Walkden has superb power, physicality, pace and technique. She also has confidence: She has just ended a perfect season, successfully defending her title at the World Championships in Muju, then winning every single Grand Prix of the year – in Moscow, Rabat, London and Abidjan (a feat no taekwondo fighter has ever pulled off before). To top off a golden 2017, she was named WT’s “Female Player of the Year” at the annual Gala Awards in Abidjan, Cote d’Ivoire, but she is not quite finished yet: In accepting her award, she clearly stated her intention of winning the Grand Slam.
If she has no injury on the day, the Queen Bee is the very clear favorite to grab the USD70,000 prize for first place. Walkden is super quick and has excellent timing. She uses her front, right kick to maximum effect. If her opponent offers an opening after her front-leg attack, she can attack equally effectively with her rear leg or her punch. Her ambidextrous play is overwhelming, and she attacks as effectively to the head as to the body. All her opponents have studied her exhaustively, so she has consistently upgraded her game, increasing her head attacks and implementing an excellent anti-clinch game.
But one of the biggest rivalries in the game is Walkden’s running battle with local heroine Shuyin “The Beautiful Giraffe” Zheng. The 2016 Rio Olympic champion and winner of the 2010 Youth Olympic Games, Zheng is the tallest female player in the category. The Chinese fighter’s main weapon is her right-foot, front-leg kick, but with the changed rules implemented after the 2016 Olympics, her brand of “tall-kwondo” has not been able to prevail against Walkden. However, she has one big advantage: China is home turf for Zheng, and no sensible athlete, coach or pundit ever discounts home-town advantage.
Both Zheng and Walkden use their front leg to good effect, but the Queen Bee is also a master at changing position and is more ambidextrous. She has a solid side kick and punch combination attack, and picks up more and more points as the rounds progress.

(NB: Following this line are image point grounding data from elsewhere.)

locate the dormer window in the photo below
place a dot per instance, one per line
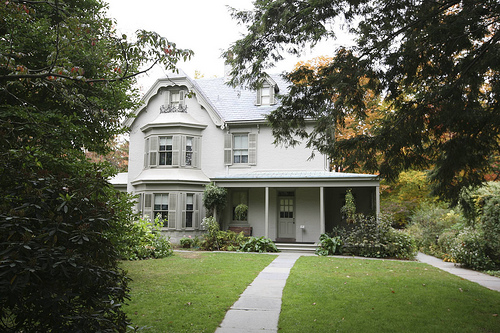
(174, 101)
(266, 94)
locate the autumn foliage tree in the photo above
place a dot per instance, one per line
(348, 127)
(66, 80)
(434, 63)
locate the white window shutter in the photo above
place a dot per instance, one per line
(146, 153)
(138, 205)
(176, 147)
(167, 98)
(195, 161)
(182, 151)
(197, 210)
(148, 209)
(153, 151)
(172, 210)
(228, 149)
(259, 97)
(182, 206)
(252, 148)
(182, 97)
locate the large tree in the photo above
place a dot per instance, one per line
(435, 63)
(66, 81)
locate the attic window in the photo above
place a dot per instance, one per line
(265, 95)
(175, 101)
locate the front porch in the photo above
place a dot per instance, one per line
(295, 207)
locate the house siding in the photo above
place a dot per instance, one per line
(213, 114)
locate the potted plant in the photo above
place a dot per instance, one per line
(240, 212)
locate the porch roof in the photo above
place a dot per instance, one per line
(297, 178)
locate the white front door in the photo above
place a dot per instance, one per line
(286, 218)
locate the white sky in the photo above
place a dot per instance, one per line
(204, 26)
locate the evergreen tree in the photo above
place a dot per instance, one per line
(435, 63)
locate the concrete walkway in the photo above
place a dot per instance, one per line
(485, 280)
(258, 308)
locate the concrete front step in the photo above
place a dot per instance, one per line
(296, 247)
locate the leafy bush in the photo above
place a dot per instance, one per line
(214, 199)
(468, 248)
(260, 244)
(58, 271)
(189, 242)
(374, 237)
(490, 225)
(215, 239)
(144, 240)
(240, 212)
(329, 245)
(427, 224)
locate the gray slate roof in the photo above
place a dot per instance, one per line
(237, 104)
(295, 175)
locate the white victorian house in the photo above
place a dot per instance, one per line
(189, 133)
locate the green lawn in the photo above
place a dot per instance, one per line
(325, 294)
(189, 292)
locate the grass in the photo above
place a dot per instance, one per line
(189, 292)
(325, 294)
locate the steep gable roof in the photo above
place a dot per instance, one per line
(237, 104)
(224, 104)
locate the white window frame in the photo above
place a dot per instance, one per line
(230, 149)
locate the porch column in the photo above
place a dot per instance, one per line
(266, 216)
(321, 210)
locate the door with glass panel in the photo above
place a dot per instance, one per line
(286, 218)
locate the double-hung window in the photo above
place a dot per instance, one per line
(240, 148)
(161, 207)
(165, 150)
(189, 210)
(189, 151)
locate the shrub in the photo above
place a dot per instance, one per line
(189, 242)
(58, 271)
(427, 224)
(490, 225)
(214, 199)
(374, 237)
(329, 245)
(468, 249)
(215, 239)
(144, 240)
(240, 212)
(260, 244)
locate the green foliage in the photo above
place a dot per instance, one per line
(58, 270)
(143, 240)
(329, 245)
(349, 209)
(490, 225)
(434, 113)
(403, 196)
(216, 239)
(325, 294)
(428, 224)
(198, 287)
(468, 249)
(240, 212)
(189, 242)
(66, 81)
(374, 237)
(259, 244)
(214, 199)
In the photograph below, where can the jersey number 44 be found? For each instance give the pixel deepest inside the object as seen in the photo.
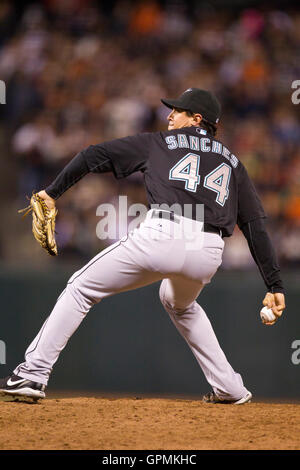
(187, 170)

Moreover, she has been looking stronger and stronger after every tourney this year and her extraordinary record of success in 2017 must, surely, impact the confidence of her opponents.

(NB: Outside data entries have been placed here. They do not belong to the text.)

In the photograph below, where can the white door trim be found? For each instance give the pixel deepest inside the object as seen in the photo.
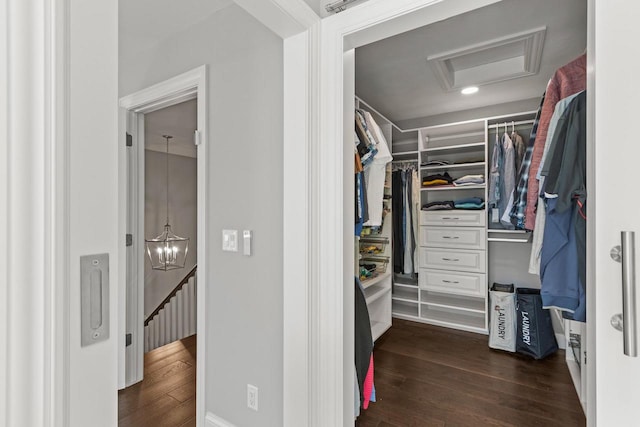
(178, 89)
(34, 252)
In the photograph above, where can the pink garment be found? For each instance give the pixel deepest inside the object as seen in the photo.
(368, 384)
(567, 80)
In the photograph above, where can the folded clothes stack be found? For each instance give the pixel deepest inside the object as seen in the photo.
(439, 206)
(436, 163)
(470, 203)
(437, 179)
(469, 180)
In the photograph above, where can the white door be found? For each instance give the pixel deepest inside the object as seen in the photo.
(615, 206)
(95, 225)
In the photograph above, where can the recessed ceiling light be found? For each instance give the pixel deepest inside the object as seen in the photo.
(469, 90)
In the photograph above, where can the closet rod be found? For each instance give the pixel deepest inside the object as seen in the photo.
(377, 112)
(511, 123)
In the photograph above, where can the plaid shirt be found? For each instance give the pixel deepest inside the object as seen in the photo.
(520, 198)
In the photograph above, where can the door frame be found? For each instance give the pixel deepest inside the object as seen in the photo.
(327, 364)
(186, 86)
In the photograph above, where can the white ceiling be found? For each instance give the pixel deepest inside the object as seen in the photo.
(179, 121)
(143, 23)
(394, 76)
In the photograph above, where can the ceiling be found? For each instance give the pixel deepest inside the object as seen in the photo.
(395, 76)
(143, 23)
(179, 121)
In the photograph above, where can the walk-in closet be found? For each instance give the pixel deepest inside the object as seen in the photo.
(470, 175)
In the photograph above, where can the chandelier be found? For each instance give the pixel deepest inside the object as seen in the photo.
(168, 251)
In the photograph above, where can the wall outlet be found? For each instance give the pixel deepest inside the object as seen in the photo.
(252, 397)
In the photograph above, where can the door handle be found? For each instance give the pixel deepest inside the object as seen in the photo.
(626, 254)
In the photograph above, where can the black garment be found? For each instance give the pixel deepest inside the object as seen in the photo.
(397, 208)
(409, 215)
(363, 339)
(568, 173)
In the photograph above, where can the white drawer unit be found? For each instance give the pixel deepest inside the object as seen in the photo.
(453, 259)
(454, 217)
(467, 284)
(459, 237)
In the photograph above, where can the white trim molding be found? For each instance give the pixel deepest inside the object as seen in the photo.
(213, 420)
(186, 86)
(330, 309)
(34, 250)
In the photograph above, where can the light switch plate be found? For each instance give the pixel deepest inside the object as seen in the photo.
(230, 240)
(246, 247)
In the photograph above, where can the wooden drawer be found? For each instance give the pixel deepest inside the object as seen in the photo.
(459, 237)
(468, 284)
(454, 217)
(453, 259)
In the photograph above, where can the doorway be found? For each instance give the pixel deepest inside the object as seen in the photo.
(169, 197)
(165, 168)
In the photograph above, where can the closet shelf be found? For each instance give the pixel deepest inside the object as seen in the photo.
(499, 230)
(455, 136)
(413, 301)
(406, 285)
(454, 166)
(453, 187)
(377, 293)
(405, 153)
(507, 240)
(468, 321)
(454, 303)
(454, 147)
(374, 280)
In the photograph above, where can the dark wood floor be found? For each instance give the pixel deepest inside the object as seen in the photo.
(430, 376)
(167, 395)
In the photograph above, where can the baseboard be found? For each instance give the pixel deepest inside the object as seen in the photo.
(212, 420)
(562, 341)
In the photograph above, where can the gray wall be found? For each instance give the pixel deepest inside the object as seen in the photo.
(244, 306)
(182, 217)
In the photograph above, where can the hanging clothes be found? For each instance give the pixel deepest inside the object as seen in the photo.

Serbia’s Milica Mandic is the player who looks most likely to cut short Walkden’s winning streak. She is the 2012 Olympic gold medalist and 2017 World Champion (Note: there are twice as many weight categories in the World Championships as in the Olympics and Grand Prix Series) Though she is slower than the Queen Bee, she matches her in strength and tactical smarts, and outmatches her in experience.
The British player always talks about the Serbian with great respect and it is notable that, on the mats, the taller Walkden does not attack Mandic as fiercely as she does other fighters. This is likely because Mandic is flexible and canny, with a game-winning head-kick counter attack. If these two fight, it will go down to the very last second. The winner will be decided on whether Walkden can successfully counter Mandic’s front leg.
Overall, the amended rules of the Grand Slam look likely to favor Walkden, who has an effective spinning kick and is a power kicker. The Queen Bee is also an offensive fighter who often drives her opponents off the mats. The new rules gives attacking fighters the advantage – and Walkden is most definitely an attacker.
Finally, the Queen Bee may well have one more very special advantage up her sleeve in Wuxi. Her long-term boyfriend, Aaron Cook of Moldova, will be fighting in the men’s -80kg category on the same day. His presence is likely to spur her on to maximum efforts.